The Markit iTraxx Europe Index of credit-default swaps on 125 companies with investment-grade ratings fell 3.8 basis points to 94 basis points at 10:35 a.m. in London, the lowest since May 23. British mobile phone retailer Phones4u Finance Plc is meeting investors for a planned sale of 200 million pounds ($319 million) of senior payment-in-kind toggle notes maturing in 2019, according to a person familiar with the matter.
Summers withdrew from contention before the Fed begins a two-day meeting tomorrow amid speculation it will begin paring unprecedented bond purchases. The former Treasury secretary would tighten policy more than Janet Yellen, who was his main rival to replace Chairman Ben S. Bernanke at the central bank, according to a Bloomberg Global Poll of investors, analysts and traders last week.
“Yellen’s potential appointment would be viewed by market participants as dovish since she would likely maintain the existing policy stance, which is positive for global fixed income and credit spreads,” analysts led by Alberto Gallo, head of European macro credit research at Royal Bank of Scotland Group Plc in London, wrote in a note to clients.
The Markit iTraxx Crossover Index of 50 companies with mostly speculative-grade ratings dropped 11 basis points to 381 basis points, the lowest since May 22.
Phones4u’s PIK notes will give it the option of paying coupons with cash or more debt and can be bought back by the company after 1 1/2 years.
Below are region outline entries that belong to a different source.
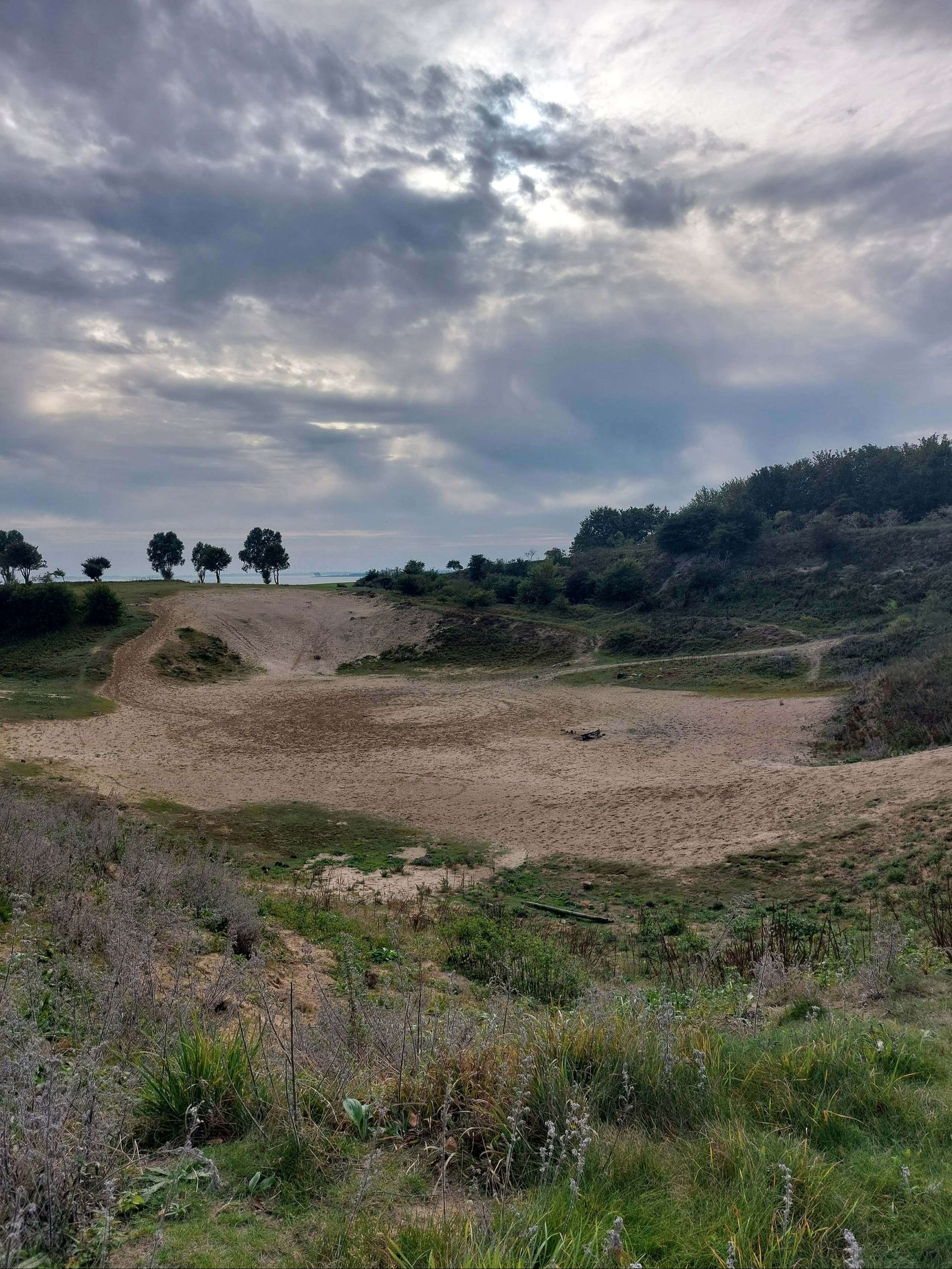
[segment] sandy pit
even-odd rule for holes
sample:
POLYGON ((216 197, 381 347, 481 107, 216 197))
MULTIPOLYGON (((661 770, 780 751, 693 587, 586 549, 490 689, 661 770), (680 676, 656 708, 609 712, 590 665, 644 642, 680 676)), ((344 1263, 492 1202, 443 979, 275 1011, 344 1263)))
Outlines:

The Newcastle-under-Lyme-based retailer, which is owned by private-equity firm BC Partners Ltd., will sell the debt through its Phosphorus Holdco Plc unit to pay dividends to shareholders and other fees and expenses, according to the person, who asked not to be identified because the terms aren’t set.
Another borrower planning a potential high-yield bond sale in the U.K. is mortgage loan provider Jerrold Finco Plc. The company will begin meeting investors tomorrow to market 200 million pounds of five-year securities, another person said. The notes will be used to refinance some of the company’s loans.
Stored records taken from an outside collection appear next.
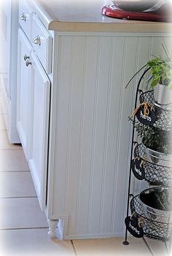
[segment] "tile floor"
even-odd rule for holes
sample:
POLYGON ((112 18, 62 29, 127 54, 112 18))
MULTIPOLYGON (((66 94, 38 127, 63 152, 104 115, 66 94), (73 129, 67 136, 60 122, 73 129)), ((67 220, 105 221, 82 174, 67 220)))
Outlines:
MULTIPOLYGON (((50 240, 47 230, 22 147, 9 143, 0 108, 1 255, 151 255, 142 239, 130 237, 128 246, 123 238, 50 240)), ((164 244, 146 241, 155 255, 167 255, 164 244)))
Australian toll road operator Transurban Group has hired banks to arrange meetings with investors in Europe starting Sept. 23 for a potential euro-denominated bond sale that would be the company’s debut in the currency.
The average yield demanded to hold investment-grade bonds in euros dropped to 2.07 percent on Sept. 13, the lowest in two weeks, Bloomberg index data show. Borrowing costs for speculative-grade companies are holding near the highest since July 19 at 4.96 percent.
In the new issue market today, Apetra NV, a manager of Belgium’s oil stocks, is raising 400 million euros ($534 million) from 10-year bonds in the Brussels-based company’s first debt sale since December.